The Golem Wall
A city survived raids from neighboring clans. They decided to build additional walls to protect themselves in the future. A man had recently returned from an excursion and he brought back knowledge of Golems, as well as a shard of crystal that would activate one. He presented his shard to the town and the people decided the Golem was the fastest way to build the wall to keep out a return group of vicious clan members. They would build the Golem the next morning.
When morning came, the town assembled its people and materials for use in the Golem. The hardest granite in all the region was gathered and the blocks joined with clay mortar. The crystal shard glowed and pulsed a deep blue as the traveler placed it deep in the interior of the stone formation.
The town’s members had practiced the chant needed to activate the Golem. It was more like a hum, but they performed it well and the clay mortar hardened and shrunk and the stone blocks shifted with the mortar. The Golem’s form took shape and resembled a fat man.
There were two spots left in the Golem’s head. The Golem could not work until these were filled. The traveler had procured two stone runes. One was inscribed with the mark for ‘growth’. The other rune stood for ‘earth’. They, when pressed firmly into place, glowed the same blue color as the shard had. The Golem’s body radiated a hum, similar to that the town had vocalized earlier.
The man gave the Golem a pat on the back and it stepped forward. The Golem dipped its head before the crowd and the traveler elucidated, quite clearly, the rules the Golem would obey. For all Golems operate by following rules, one after the other. When the man had spoken the last rule, the Golem began to obey.
It moved outside the city to a quarry and cut stones. The same stones of granite as the Golem had. These stones were worked into large blocks and it brought them back five at a time, carrying them in a large stack. The Golem was incredibly strong. Around the town’s perimeter it scraped flat the ground and placed the stones, one after the other. It did this until a single row was set all around the city. Then it moved on to placing the next row of stones.

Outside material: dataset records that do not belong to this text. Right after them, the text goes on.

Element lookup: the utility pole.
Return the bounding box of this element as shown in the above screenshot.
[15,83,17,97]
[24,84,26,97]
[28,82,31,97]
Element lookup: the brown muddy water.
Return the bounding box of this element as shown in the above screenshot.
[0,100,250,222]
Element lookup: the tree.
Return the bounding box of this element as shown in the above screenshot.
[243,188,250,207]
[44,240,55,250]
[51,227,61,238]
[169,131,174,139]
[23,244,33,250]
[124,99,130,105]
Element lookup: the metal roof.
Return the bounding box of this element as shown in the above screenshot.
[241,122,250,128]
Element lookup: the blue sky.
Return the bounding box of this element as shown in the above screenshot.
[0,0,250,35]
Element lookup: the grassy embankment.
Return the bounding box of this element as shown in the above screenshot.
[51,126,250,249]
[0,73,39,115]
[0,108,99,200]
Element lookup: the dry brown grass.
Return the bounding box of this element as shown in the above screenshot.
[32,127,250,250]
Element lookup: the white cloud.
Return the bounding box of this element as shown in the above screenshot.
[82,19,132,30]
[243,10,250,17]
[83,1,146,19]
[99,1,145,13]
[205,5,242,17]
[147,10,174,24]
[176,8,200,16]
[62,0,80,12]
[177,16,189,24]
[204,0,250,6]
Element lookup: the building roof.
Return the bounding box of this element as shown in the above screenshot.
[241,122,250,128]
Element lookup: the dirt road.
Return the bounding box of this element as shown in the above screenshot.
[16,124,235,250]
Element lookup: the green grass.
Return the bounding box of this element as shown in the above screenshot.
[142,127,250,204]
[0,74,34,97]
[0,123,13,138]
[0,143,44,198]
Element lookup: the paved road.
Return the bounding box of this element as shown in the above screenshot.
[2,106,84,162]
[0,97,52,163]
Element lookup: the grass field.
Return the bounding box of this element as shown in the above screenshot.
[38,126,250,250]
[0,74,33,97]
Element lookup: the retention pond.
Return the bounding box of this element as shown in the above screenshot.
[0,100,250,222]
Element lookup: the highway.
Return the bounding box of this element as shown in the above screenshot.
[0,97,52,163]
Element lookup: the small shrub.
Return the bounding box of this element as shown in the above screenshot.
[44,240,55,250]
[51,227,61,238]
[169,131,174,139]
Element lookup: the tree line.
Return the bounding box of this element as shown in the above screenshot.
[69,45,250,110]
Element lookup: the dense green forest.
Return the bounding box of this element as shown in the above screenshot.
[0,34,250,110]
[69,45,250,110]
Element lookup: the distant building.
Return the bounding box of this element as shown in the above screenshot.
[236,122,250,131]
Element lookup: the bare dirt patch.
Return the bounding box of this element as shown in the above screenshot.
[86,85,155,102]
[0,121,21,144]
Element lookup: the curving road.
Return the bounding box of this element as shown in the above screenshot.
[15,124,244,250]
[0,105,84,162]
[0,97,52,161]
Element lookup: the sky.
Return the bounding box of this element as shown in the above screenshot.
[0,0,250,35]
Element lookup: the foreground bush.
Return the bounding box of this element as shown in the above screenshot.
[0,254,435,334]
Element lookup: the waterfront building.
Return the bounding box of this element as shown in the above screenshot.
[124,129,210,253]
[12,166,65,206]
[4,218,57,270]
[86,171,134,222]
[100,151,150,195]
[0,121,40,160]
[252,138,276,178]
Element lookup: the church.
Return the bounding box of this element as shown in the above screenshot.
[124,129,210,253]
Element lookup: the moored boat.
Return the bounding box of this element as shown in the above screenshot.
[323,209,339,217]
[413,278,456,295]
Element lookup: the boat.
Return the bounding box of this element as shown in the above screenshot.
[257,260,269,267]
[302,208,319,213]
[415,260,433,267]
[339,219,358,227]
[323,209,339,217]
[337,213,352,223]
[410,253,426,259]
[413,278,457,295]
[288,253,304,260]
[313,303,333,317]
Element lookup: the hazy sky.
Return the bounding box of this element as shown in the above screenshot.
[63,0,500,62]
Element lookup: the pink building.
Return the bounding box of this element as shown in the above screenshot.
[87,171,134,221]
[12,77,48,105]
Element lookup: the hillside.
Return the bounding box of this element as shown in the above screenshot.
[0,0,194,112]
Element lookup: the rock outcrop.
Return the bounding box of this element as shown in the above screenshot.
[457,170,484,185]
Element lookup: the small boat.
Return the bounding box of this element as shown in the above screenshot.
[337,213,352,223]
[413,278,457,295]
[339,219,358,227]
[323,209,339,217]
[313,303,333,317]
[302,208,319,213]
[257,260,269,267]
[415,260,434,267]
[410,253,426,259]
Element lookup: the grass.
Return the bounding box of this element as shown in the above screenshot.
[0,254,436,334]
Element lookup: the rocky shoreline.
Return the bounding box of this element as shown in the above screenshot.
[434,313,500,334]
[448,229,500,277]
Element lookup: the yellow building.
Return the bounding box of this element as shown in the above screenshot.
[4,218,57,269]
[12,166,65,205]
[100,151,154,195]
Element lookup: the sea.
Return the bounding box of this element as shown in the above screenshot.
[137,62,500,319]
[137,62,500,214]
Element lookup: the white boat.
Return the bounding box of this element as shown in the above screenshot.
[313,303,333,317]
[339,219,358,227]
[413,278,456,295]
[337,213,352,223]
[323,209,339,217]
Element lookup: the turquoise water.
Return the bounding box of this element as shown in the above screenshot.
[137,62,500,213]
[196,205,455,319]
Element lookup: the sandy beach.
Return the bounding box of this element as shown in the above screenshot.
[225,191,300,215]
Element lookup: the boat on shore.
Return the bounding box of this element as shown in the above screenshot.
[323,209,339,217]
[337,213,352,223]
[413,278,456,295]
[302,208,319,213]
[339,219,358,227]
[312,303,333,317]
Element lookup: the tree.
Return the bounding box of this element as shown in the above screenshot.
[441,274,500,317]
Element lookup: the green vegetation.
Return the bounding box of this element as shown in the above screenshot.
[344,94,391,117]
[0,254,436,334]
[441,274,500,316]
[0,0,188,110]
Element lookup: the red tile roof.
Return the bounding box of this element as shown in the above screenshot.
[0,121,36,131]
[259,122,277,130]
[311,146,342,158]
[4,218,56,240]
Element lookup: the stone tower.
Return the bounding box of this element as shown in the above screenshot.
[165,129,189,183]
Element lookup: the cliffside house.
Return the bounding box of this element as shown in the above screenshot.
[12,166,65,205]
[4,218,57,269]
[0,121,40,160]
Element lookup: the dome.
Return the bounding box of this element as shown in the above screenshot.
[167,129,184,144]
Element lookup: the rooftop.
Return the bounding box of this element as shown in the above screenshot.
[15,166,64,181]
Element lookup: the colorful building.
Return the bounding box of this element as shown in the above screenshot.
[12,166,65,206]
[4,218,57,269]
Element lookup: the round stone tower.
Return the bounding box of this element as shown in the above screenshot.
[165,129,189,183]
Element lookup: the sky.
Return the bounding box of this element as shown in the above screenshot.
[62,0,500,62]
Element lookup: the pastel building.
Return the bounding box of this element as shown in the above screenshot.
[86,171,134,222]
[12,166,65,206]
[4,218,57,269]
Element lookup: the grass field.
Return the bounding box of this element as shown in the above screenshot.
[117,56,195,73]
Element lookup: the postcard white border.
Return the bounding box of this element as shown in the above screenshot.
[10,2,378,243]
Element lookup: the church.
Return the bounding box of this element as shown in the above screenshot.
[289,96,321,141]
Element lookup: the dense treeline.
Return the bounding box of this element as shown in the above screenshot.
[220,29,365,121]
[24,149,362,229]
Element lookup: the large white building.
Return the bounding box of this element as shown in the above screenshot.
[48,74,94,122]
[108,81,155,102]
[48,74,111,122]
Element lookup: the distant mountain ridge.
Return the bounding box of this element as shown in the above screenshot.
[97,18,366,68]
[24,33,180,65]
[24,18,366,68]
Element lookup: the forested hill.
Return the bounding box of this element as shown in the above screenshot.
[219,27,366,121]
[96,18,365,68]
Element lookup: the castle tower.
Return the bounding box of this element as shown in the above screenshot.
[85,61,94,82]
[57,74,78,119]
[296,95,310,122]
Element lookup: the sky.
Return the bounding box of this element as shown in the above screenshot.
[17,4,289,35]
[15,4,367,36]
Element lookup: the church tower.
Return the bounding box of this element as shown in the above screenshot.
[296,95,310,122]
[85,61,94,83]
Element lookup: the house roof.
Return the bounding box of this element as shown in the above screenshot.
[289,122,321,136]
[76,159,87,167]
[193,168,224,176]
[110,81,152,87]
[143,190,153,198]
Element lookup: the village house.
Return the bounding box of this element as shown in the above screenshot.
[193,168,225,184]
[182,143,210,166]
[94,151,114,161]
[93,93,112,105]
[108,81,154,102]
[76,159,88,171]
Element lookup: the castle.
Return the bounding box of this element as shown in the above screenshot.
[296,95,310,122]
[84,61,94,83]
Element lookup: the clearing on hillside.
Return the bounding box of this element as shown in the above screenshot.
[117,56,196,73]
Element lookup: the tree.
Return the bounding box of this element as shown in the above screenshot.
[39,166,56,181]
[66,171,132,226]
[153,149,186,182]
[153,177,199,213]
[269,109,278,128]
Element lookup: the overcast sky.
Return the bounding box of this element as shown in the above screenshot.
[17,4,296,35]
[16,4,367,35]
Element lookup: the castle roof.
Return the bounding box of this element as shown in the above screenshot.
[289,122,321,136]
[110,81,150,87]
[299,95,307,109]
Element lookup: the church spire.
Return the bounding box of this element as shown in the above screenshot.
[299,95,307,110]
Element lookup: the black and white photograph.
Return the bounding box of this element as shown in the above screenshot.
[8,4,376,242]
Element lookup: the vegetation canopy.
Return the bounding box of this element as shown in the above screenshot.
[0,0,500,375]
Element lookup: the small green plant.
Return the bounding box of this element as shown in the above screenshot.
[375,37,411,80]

The Golem never slept and the Golem never ate and the Golem never tired. It only cut stone blocks, carried them, and placed them. The blocks were so perfectly cut, no wisp of air could squeeze through the joints. And when the blocks were five people high, they sunk into the ground several inches, and gave the wall more stability and rigidity.
Days passed and the wall grew. The town was relieved when the clansmen returned and attacked the wall, but could not break it, and they could not scale it. The Golem had worked exactly as planned.
But when the clans retreated, the townsfolk discovered the Golem still cut the stone blocks, still carried them, and still placed them. It grew to the height that even birds had trouble flying over the walls. And even then the Golem continued. Soon the walls were so high the sky seemed a tiny point above them and no light could make it into the city, and no people could leave the city either.
They tried to dig under it, but the stones had sunk in their places all the way to the bedrock and sat flush with it too. The walls were impregnable, truly. And the Golem kept placing those cut stone blocks it carried until the people within perished in a climate like that of an eternal winter: dark, cold, frostbitten, and without end.
The town and the traveler had forgotten to tell the Golem to stop at some point, via some rule. Today the Golem still works, one block after the other, and the wall has reached nearly to the stars.